La greffe de Bc chez les souris plus jeunes, pendant la fenêtre critique de développement du système immunitaire, a corrigé leur dysbiose et empêché la colite, mais l'ajout de Bc aux souris adultes n'a pas pu corriger la dysbiose et a même aggravé leur colite.
«Cela montre que vous ne pouvez pas simplement restaurer les bactéries manquantes à tout moment, cela doit être à un moment précis tôt dans la vie pour avoir un effet bénéfique», a dit Chang. «Chez les jeunes animaux, nous savons que le système immunitaire se développe, c'est naïf, il faut l'enseigner, et cela s'apprend en étant exposé à certains types de microbes. À certains égards, c'est similaire à une allergie aux arachides, une exposition précoce à l'antigène peut tolérer le système immunitaire pour aider à éviter une allergie aux arachides, mais cela doit se produire dans une fenêtre très limitée.»
Les chercheurs ont été surpris d'apprendre que la restauration d'un seul microbe était suffisante pour corriger une dysbiose à vie, et ont déclaré que cela soulignait à quel point des changements relativement petits peuvent avoir un impact dramatique sur un système. «C'est comme les grands arbres de la forêt tropicale de l'Amazonie», a dit Chang. «Vous avez besoin des grands arbres, car si vous ne les avez pas, l'écosystème en dessous ne peut pas se développer correctement. Mais si vous avez ces arbres en place, le reste de l'écosystème s'épanouira.»
Les résultats vont également à l'encontre des théories populaires sur l'origine des MII. «Il existe une idée fausse selon laquelle la colite est causée par un agent pathogène classique, comme Salmonella, et les scientifiques ont passé des années à chercher un coupable», a dit Chang. «Mais ce que nos données indiquent, c'est que ces maladies sont causées par nos propres microbes commensaux.

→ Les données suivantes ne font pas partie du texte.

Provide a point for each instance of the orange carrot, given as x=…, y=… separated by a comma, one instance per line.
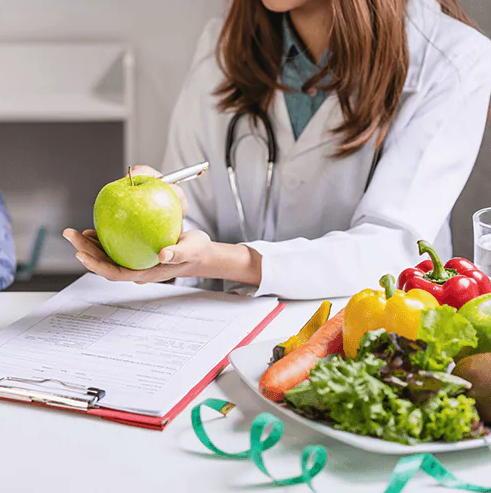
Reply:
x=295, y=367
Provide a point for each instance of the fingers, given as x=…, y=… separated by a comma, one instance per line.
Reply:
x=189, y=249
x=95, y=260
x=141, y=169
x=83, y=244
x=91, y=235
x=182, y=197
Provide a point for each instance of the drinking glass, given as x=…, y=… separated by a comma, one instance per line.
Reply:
x=482, y=240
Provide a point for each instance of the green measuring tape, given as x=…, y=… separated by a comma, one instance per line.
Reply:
x=314, y=457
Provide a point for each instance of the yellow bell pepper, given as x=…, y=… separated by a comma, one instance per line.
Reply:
x=394, y=310
x=318, y=319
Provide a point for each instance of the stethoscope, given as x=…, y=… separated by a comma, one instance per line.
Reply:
x=270, y=141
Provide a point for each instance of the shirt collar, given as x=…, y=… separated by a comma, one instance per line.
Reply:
x=293, y=45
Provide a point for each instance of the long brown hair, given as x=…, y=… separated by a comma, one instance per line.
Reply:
x=369, y=60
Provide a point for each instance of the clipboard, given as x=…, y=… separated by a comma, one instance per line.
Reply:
x=89, y=400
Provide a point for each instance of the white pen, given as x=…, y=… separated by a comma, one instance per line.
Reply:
x=186, y=174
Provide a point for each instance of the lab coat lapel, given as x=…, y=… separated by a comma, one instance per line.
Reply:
x=280, y=119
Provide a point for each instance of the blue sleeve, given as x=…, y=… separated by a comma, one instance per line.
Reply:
x=7, y=249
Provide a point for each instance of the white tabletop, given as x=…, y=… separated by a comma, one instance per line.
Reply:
x=61, y=452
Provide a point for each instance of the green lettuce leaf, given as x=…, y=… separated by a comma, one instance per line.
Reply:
x=351, y=394
x=446, y=333
x=450, y=418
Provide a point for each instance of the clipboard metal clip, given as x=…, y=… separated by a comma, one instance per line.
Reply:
x=65, y=398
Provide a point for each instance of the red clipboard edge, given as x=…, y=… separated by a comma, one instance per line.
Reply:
x=159, y=423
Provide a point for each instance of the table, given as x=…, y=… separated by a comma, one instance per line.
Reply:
x=45, y=450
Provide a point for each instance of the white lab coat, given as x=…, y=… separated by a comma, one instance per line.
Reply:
x=331, y=239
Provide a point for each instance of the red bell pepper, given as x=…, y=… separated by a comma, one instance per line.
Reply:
x=454, y=284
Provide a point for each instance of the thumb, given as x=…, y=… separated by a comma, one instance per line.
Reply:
x=190, y=245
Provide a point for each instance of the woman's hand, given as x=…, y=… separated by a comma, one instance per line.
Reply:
x=148, y=171
x=195, y=255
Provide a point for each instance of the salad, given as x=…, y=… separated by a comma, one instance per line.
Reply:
x=395, y=389
x=394, y=365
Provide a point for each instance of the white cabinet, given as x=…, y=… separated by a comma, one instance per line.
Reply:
x=70, y=83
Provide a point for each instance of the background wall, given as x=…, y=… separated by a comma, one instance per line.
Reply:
x=164, y=33
x=477, y=193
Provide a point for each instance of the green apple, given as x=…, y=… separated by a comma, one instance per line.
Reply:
x=135, y=218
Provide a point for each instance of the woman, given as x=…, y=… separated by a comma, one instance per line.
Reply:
x=7, y=249
x=338, y=79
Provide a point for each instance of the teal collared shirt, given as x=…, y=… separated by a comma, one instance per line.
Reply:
x=297, y=69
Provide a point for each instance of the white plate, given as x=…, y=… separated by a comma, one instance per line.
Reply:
x=251, y=361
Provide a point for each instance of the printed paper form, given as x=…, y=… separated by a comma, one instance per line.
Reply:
x=146, y=346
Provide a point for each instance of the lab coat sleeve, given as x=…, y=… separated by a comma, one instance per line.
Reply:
x=7, y=249
x=187, y=136
x=425, y=165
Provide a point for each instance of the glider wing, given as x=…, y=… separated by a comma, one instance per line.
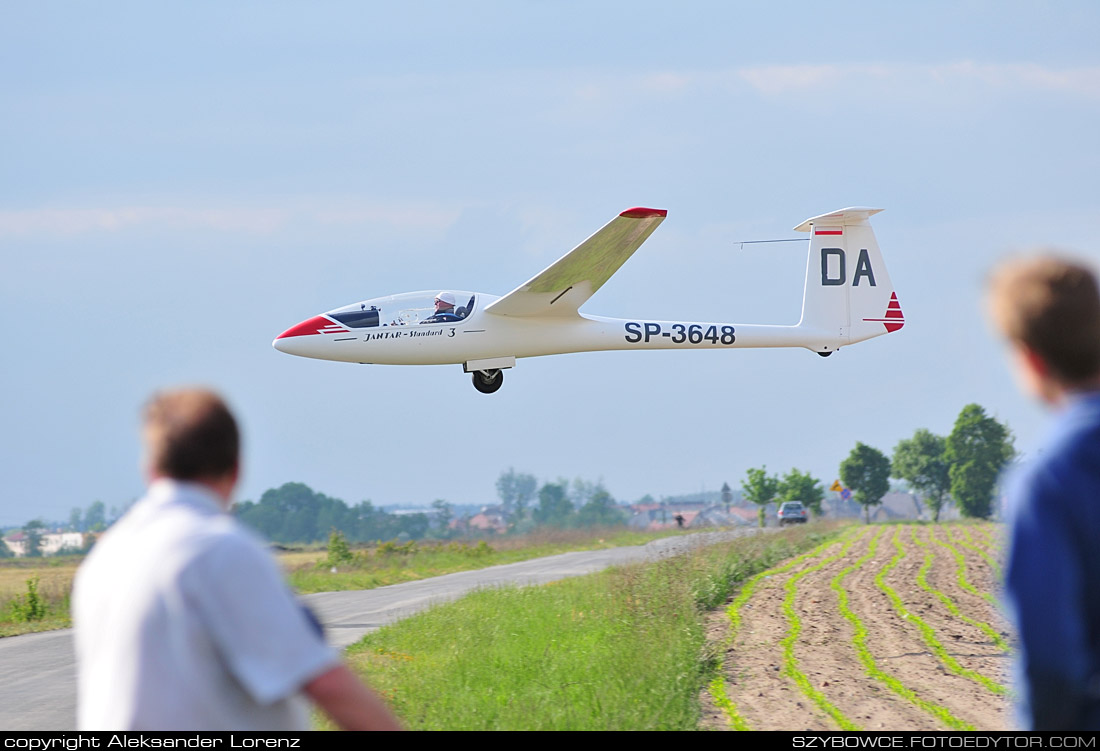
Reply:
x=561, y=288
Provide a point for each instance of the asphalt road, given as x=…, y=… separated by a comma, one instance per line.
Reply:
x=37, y=671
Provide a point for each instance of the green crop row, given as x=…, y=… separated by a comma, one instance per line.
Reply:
x=927, y=633
x=609, y=651
x=859, y=639
x=717, y=686
x=948, y=603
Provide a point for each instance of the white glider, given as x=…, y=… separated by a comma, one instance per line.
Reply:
x=847, y=298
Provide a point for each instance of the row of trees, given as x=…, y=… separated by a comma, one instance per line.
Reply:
x=761, y=488
x=963, y=466
x=295, y=512
x=559, y=504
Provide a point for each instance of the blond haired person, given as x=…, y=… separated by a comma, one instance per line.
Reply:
x=1048, y=309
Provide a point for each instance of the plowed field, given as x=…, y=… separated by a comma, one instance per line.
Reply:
x=892, y=627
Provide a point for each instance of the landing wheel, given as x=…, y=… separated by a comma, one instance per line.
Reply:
x=486, y=382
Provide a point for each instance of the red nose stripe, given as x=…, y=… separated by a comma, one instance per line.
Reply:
x=318, y=324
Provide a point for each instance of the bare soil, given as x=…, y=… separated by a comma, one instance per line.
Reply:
x=768, y=699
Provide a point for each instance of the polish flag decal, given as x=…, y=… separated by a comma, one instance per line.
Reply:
x=893, y=319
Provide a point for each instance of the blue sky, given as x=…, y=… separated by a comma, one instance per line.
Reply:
x=180, y=184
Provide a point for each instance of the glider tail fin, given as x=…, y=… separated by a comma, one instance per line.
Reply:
x=848, y=296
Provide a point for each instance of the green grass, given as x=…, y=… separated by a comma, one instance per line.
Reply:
x=307, y=574
x=618, y=650
x=385, y=564
x=960, y=573
x=859, y=639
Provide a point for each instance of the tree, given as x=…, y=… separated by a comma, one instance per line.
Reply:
x=760, y=488
x=922, y=462
x=867, y=472
x=32, y=536
x=977, y=450
x=553, y=508
x=802, y=487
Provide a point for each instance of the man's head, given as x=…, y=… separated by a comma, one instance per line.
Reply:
x=1048, y=308
x=189, y=434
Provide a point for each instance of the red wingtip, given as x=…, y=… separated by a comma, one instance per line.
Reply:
x=642, y=213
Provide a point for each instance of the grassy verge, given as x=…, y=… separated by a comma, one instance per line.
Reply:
x=859, y=639
x=34, y=594
x=960, y=572
x=927, y=633
x=306, y=571
x=618, y=650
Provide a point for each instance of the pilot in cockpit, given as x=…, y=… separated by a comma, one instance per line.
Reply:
x=444, y=310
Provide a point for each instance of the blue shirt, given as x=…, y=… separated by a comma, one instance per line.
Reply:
x=1053, y=574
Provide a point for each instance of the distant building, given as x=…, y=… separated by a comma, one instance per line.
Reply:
x=51, y=543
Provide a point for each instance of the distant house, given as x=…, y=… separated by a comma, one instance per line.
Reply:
x=51, y=543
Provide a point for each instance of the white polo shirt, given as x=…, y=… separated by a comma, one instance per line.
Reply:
x=184, y=622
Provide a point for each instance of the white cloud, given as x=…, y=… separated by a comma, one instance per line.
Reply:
x=785, y=79
x=249, y=220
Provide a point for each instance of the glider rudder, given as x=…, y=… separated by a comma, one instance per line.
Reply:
x=848, y=296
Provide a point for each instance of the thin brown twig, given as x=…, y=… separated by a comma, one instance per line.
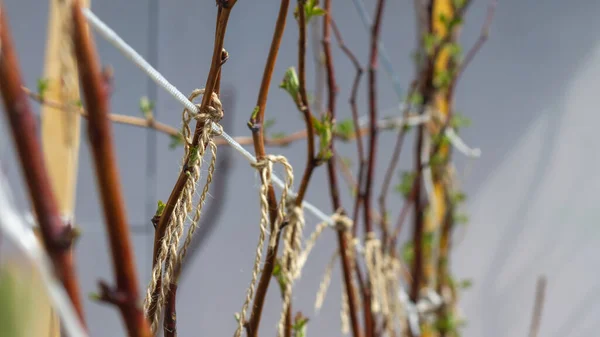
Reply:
x=256, y=126
x=332, y=174
x=311, y=160
x=218, y=59
x=370, y=173
x=125, y=295
x=483, y=36
x=57, y=236
x=536, y=317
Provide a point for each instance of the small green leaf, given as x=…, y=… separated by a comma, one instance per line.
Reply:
x=441, y=139
x=442, y=79
x=458, y=198
x=446, y=323
x=176, y=140
x=416, y=99
x=146, y=107
x=406, y=183
x=345, y=129
x=300, y=325
x=42, y=86
x=437, y=159
x=311, y=9
x=255, y=113
x=160, y=208
x=347, y=161
x=430, y=42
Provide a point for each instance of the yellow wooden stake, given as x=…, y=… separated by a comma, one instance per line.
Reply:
x=60, y=129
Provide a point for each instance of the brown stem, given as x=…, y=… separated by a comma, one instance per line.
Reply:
x=256, y=126
x=387, y=181
x=370, y=174
x=57, y=236
x=418, y=218
x=332, y=174
x=311, y=160
x=218, y=58
x=125, y=295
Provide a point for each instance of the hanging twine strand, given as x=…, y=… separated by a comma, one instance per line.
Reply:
x=169, y=257
x=265, y=167
x=292, y=246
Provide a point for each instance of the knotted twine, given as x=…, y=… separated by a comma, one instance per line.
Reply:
x=265, y=167
x=168, y=256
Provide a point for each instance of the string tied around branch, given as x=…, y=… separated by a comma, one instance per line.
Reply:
x=265, y=167
x=170, y=257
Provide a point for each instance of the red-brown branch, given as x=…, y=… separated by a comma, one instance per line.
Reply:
x=370, y=177
x=256, y=126
x=125, y=295
x=332, y=173
x=56, y=235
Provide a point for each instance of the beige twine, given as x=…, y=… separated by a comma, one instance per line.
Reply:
x=168, y=256
x=265, y=167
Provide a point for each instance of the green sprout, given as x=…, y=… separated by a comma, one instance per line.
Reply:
x=146, y=107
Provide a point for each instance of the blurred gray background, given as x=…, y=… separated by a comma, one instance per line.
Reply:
x=531, y=93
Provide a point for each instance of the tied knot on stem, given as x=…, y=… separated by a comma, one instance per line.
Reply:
x=373, y=261
x=170, y=257
x=341, y=221
x=265, y=168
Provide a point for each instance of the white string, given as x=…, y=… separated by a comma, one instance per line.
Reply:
x=130, y=53
x=14, y=227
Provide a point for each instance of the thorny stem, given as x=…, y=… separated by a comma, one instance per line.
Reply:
x=218, y=58
x=57, y=236
x=256, y=126
x=125, y=296
x=332, y=173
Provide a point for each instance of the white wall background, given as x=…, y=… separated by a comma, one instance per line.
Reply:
x=531, y=94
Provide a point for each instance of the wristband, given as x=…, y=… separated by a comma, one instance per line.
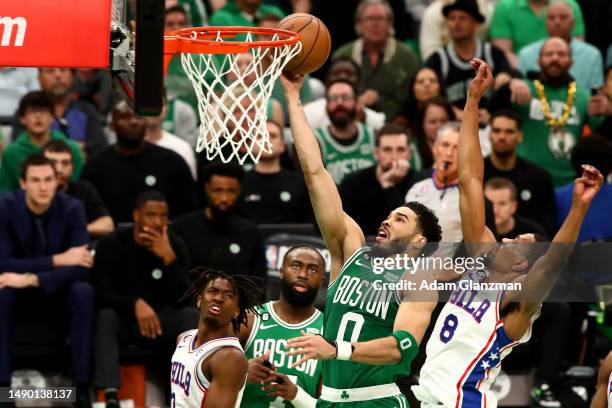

Ils sont présents dans le microbiome normal et sain, mais dans les bonnes circonstances et opportunités, ils peuvent se transformer en microbes pathogènes.»
Alors que cette première étude était une preuve de concept, si les résultats se traduisent chez l'homme, les effets d'entraînement sont susceptibles d'être de grande envergure. «Cela montre que nous devons probablement repenser notre approche de ces types de troubles immunitaires complexes», a dit Chang. «Nous pouvons voir que le risque se développe tôt dans la vie - même in utero - et cela a donc des implications pour les pratiques telles que les césariennes et l'alimentation au lait maternisé, qui peuvent avoir un impact sur les microbes auxquels un nourrisson est exposé. Ce que cela me dit est que, en tant que médecin, nous devons changer notre façon de penser non pas à ce qui précède immédiatement ces maladies, mais à ce qui se passe tôt dans la vie. C'est là que nous devons intervenir pour ces patients.»